同じくG1未勝利だが、3歳馬のザライオンインウィンターは英ダービー戦線の前売りで1番人気に推され続けてきた素質馬で、このジャックルマロワ賞でも2番人気が予想されるなど現地での評価が高い。英ダービーでは4番人気まで評価を落とした末に大敗と一度は底を打ったが、距離を一気に1000m短縮した前走のジャンプラ賞で際どく3着に巻き返してみせた。その勝ち馬ウッドショーナは10日のモーリスドゲスト賞で3着と古馬に善戦し、今回の舞台は当時から200m延長するだけ。それらの比較から通用の目算は立つ。
ザライオンインウィンターの僚馬ディエゴヴェラスケスは今週になってオーナーが変わり、来年からの種牡馬入りが発表された。この馬もG1未勝利だが、昨秋のBCマイル(取消)から今季初戦になったクイーンアンSは順調さを欠いたもので、それを除けば重賞3連勝中と考えることもできる。半兄ブルームがG1勝ちなど血統も筋が通っており、種牡馬入りに向けてG1の勲章が欲しいところ。
8年ぶりの覇権奪還を狙うフランス勢は古馬2頭に3歳馬1頭という、質量ともに淋しい顔ぶれになってしまった。キングゴールドにG1勝ちの実績があるものの、2年前のモーリスドゲスト賞でいささか古い記録の上に当時は道悪。今年はドバイでダートのG3ファイアブレイクS勝ち、前走のG3ポルトマイヨ賞で3連覇を達成しているが、重賞実績は道悪やダートとパワーに偏っている傾向があり、8歳の高齢でスピード勝負に対応できるか。

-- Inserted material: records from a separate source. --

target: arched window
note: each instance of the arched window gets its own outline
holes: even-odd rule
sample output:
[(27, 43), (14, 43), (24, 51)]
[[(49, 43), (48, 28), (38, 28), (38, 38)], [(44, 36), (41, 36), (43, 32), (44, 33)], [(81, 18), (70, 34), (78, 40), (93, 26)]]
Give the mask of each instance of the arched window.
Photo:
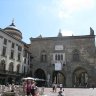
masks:
[(4, 71), (5, 70), (5, 60), (1, 61), (1, 65), (0, 66), (1, 66), (1, 70)]
[(9, 71), (10, 71), (10, 72), (13, 72), (13, 62), (11, 62), (11, 63), (9, 64)]
[(73, 50), (73, 61), (79, 61), (79, 51), (77, 49)]
[(17, 73), (20, 72), (20, 64), (17, 65)]
[(41, 52), (41, 62), (47, 62), (47, 55), (45, 50)]
[(60, 60), (60, 54), (58, 54), (58, 60)]

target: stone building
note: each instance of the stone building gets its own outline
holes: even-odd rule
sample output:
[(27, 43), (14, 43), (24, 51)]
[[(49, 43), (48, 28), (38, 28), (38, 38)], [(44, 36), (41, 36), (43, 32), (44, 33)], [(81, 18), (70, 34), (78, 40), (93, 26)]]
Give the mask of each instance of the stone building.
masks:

残りの2頭は今年からジャックルマロワ賞のスポンサーとなったアガ・カーンスタッドが所有するザビアリとリダリだが、3歳のリダリは今後も含めて注目したい。重賞勝ちは今年4月のG3フォンテーヌブロー賞のみだが、仏2000ギニー(5着)と仏ダービー(6着)ではそれぞれ勝ち馬から1馬身半ほどの差。仏ダービーは力み通しで終盤に伸び負け、続く前走のG3メシドール賞(3着)も道悪と敗因がある。陣営としても良馬場の1600mでこそと勝算あっての抜てきで、金星を手にしても不思議はない。
※ロザリオンは出走取消となりました。